# Lang 60 too big???



## smokingrookie (Jun 20, 2015)

Hey guys been thinking about getting a good offset stick burner. I do mostly small cooks (4-6 racks of ribs, 1-2 butts, 1 brisket at a time) I saw a Lang 60 on Craigslist. I am thinking this might be too big but never cooked on one just wondering if this would be a fuel hog for smaller cooks? Thanks for the input in advance.


----------



## mdboatbum (Jun 20, 2015)

I don't have a Lang so can't give any insight on fuel usage. However, if it were me, if the price was right and I had the budget and the space...you'd have a hard time holding me back from going to get it. From what I've read the 60 is the perfect balance. Big enough for a small hog or food for a big crowd, yet not too big to use for ordinary backyard stuff. Hopefully some Lang owners will come along and give you some real world experience on fuel usage.

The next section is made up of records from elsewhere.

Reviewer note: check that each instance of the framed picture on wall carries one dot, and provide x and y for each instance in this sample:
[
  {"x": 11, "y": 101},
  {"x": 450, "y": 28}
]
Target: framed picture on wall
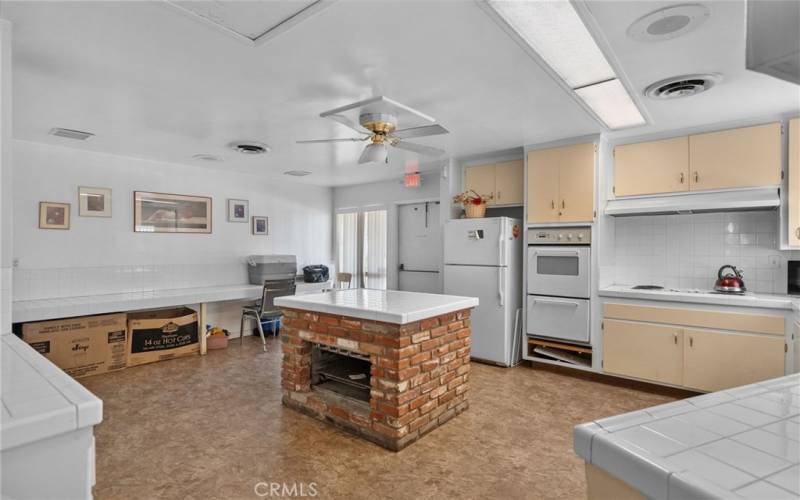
[
  {"x": 53, "y": 215},
  {"x": 171, "y": 213},
  {"x": 260, "y": 225},
  {"x": 238, "y": 210},
  {"x": 94, "y": 202}
]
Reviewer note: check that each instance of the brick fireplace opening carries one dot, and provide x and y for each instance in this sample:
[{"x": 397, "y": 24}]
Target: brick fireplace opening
[
  {"x": 341, "y": 372},
  {"x": 387, "y": 383}
]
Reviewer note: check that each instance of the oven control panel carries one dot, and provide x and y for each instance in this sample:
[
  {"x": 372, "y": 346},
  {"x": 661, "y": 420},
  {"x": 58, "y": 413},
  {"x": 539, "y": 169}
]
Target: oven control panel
[{"x": 560, "y": 236}]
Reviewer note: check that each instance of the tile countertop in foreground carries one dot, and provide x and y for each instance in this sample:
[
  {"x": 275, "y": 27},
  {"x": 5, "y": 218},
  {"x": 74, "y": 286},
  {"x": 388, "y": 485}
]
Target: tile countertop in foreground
[
  {"x": 763, "y": 300},
  {"x": 738, "y": 443},
  {"x": 390, "y": 306},
  {"x": 39, "y": 400}
]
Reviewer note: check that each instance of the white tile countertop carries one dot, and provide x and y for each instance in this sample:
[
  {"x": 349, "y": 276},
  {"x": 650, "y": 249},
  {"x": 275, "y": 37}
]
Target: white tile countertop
[
  {"x": 763, "y": 300},
  {"x": 738, "y": 443},
  {"x": 65, "y": 307},
  {"x": 39, "y": 400},
  {"x": 390, "y": 306}
]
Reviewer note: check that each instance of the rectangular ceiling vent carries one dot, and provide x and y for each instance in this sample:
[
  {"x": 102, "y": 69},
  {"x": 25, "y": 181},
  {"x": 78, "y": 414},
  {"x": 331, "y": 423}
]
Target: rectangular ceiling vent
[{"x": 70, "y": 134}]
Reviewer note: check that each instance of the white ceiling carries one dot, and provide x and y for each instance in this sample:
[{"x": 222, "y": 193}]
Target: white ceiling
[{"x": 153, "y": 82}]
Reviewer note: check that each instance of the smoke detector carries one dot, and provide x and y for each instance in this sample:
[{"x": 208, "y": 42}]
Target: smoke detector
[
  {"x": 669, "y": 22},
  {"x": 249, "y": 147},
  {"x": 681, "y": 86},
  {"x": 70, "y": 133}
]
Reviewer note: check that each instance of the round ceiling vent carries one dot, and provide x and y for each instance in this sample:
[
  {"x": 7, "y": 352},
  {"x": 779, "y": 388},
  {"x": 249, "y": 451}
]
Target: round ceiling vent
[
  {"x": 669, "y": 22},
  {"x": 249, "y": 147},
  {"x": 681, "y": 86}
]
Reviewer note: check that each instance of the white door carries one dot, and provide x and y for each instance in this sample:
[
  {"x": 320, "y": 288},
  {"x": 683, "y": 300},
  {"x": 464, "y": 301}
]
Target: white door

Good luck!


----------



## smokingrookie (Jun 20, 2015)

Well I would have to see what his lowest price would be, then have to convince the purchasing dept that we have it in the budget. Lol. Price is just a bit under what a new one is but would save shipping which was going to be $550 for a 36 deluxe patio when I checked a couple weeks ago.


----------



## boykjo (Jun 20, 2015)

I just built mine similar to the lang and am very pleased with it. Its nice having the extra room. even if I throw something small on its less tending to than my offset braunfel and they actually uses less fuel than you think. IMHO... Get the lang.........

Joe

http://www.smokingmeatforums.com/t/210576/butts-ribs-chicken-and-a-chuckie

http://www.smokingmeatforums.com/t/109570/boykjos-reverse-flow-build-05-07-2015-update


----------



## viking72 (Jun 21, 2015)

Here is a lite load on a Lang 60D













10353099_711726948921845_1658271495065661014_n.jpg



__ viking72
__ Jun 21, 2015






 Burns about a split every 45min. Not a fuel hog.


----------



## smokingrookie (Jun 21, 2015)

Viking thanks I have been working really hard considering it is Father's Day. Not sure if the purchasing dept will approve it but I am getting closer. If I bought new I was thinking the 36 but the extra room would come in handy I'm sure.


----------



## boykjo (Jun 21, 2015)

viking72 said:


> Here is a lite load on a Lang 60D
> 
> 
> 
> ...


Yep. Mine burns the same... the extra room is nice.... Looks like the purchasing dept needs some polishing....lol


----------



## cats49er (Jun 23, 2015)

I have a 60 deluxe and love it.I started out wanting a Lang 36,then after alittle research I decided to get a 48 deluxe.While I was waitingto fit it in the budget,I ran across a used 60 deluxe for quit bit less than a new 48 deluxe.I am totally amazed every time I cook on my Lang.The extra space gives you many more options .I like to give friends and family extra food as a gift or something extra to take home at Thanksgiving and Christmas. If you can swing the Lang it will last you a life time with reasonable care. Good luck


----------



## millerbuilds (Jun 23, 2015)

IMHO....No smoker is ever too big.  If you can afford it buy it.  I would love to have a Lang of that size, I have been known to have 2 units running and still not enough space.  The Lang's are very efficient once to temp.

Go for it!!!!
 

Smoke ON!


----------



## tennsmoker1 (Jun 30, 2015)

I have had my Lang 60 for a year now. Having alot of trouble holding temp. Have tried charcoal,wood,charcoal and wood . really have to babysit it for a long smoke. Also big variation in temperature inside the smoker. I'm talking 30-40 degrees.I have a patio 60 with mag wheels. This thing is awesome looking. All my buddies want it. However you might think about a gravity smoker if you don't have a lot of time to sit and watch. I'm not giving up yet though!


----------



## cats49er (Jul 16, 2015)

Tennsmoker1 there is a good post on the Lang site forum under the Techniques heading.The post I'm speaking of is titled " finally discovery a method that works ".http://lang.myfreeforum.org/about766.html   Read this and maybe it will help.I tried it and it works.I've only used it cooking at 300 to 325 temp but was impressed.Will be giving it a try soon at lower temps. Hope this helps


----------